Oracle Coherence Monitor User Guide

Oracle Coherence Monitor

User Guide

Using the OC Monitor - Introduction
This section describes the OC Monitor main display and the Coherence cluster metrics it provides, as well as basic OC Monitor GUI navigation and functionality. Except where noted, the items described here apply to the OCM Stand-alone version and the EM Solution Package version. The main difference between the OCM Stand-alone GUI and the OCM Solution Package GUI is the OCM Solution Package version provides a subset of OCM Stand-alone displays. For details, see Navigation Tree.

This section includes:

OCM Main Display: This section describes indicators in the main OC Monitor display.
OCM Navigation: This section describes the general operation and functionality of the OC Monitor user interface.

OCM Main Display
The OC Monitor main display, Cluster - Overview, enables you to quickly assess the configuration, activity and health of all of your Coherence clusters. Select a cluster from the Cluster drop-down menu. The following figure describes the cluster indicator areas.

The OCM main page reports on the following areas:

Coherence Cluster Configuration: Get the cluster name and total counts of members (JVMs) in each cluster. Counts include storage nodes, client nodes (non-storage nodes), the total number of caches and the version of Coherence used in the cluster.
Memory: Get memory information, including heap size and used memory totals for all storage and client (non-storage) nodes. Also see the total percent memory usage for storage and client nodes.
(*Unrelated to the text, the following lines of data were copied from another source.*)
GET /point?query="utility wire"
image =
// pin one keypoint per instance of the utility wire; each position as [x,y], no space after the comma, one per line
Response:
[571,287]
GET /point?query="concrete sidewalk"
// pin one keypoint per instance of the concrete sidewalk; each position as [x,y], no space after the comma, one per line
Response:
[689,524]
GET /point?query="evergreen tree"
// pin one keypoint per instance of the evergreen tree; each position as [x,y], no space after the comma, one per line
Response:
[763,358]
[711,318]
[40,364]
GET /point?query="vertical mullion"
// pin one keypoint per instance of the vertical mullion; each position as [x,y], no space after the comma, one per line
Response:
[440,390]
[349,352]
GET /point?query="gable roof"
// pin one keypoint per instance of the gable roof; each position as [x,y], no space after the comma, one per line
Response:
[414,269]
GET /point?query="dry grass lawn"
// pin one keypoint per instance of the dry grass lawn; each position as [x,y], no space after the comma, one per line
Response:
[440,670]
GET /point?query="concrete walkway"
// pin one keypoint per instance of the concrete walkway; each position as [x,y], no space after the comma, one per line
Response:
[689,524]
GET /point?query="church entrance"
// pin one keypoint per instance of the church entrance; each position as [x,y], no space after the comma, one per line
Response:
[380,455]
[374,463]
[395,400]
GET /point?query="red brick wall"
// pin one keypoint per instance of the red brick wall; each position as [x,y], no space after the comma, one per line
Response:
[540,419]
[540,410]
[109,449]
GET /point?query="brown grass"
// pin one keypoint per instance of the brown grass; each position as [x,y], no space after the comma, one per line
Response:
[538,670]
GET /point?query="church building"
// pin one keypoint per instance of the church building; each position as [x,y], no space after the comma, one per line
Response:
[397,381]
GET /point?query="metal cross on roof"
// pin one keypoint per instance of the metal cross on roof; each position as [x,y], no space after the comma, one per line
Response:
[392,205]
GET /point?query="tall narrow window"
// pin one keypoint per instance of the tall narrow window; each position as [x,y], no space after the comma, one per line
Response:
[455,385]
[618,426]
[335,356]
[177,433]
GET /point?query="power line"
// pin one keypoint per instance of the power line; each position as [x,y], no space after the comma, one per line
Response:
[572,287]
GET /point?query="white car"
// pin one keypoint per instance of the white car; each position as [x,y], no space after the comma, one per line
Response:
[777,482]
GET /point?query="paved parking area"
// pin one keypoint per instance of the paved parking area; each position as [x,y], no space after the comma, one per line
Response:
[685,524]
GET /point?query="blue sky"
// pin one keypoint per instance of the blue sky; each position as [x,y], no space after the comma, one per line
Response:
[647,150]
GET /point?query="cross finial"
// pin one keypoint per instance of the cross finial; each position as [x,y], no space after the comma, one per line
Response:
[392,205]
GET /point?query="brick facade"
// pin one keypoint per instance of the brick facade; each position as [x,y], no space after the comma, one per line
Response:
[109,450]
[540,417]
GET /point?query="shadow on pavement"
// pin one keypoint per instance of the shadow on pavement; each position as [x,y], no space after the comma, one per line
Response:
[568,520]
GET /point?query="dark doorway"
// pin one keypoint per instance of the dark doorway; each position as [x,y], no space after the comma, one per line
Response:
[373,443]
A blue-colored recent memory usage trend chart is displayed for storage nodes and another for client nodes.
Service Configuration & HA Status: Check the high-availability (HA) status for all Coherence protocol-related cache services used by applications in the cluster. The StatusHA column indicates whether primary and backup objects are distributed for surviving machine failure or storage node failure. The most secure status is MACHINE-SAFE which indicates that an entire host could fail and all data could be recovered. NODE-SAFE indicates that a storage node could fail and data could be recovered, but data could be lost with a host failure. ENDANGERED indicates that the loss of a single storage node could result in data loss in the cluster. Note that Coherence does not track whether enough free memory is available for surviving machine or storage node failure without data loss.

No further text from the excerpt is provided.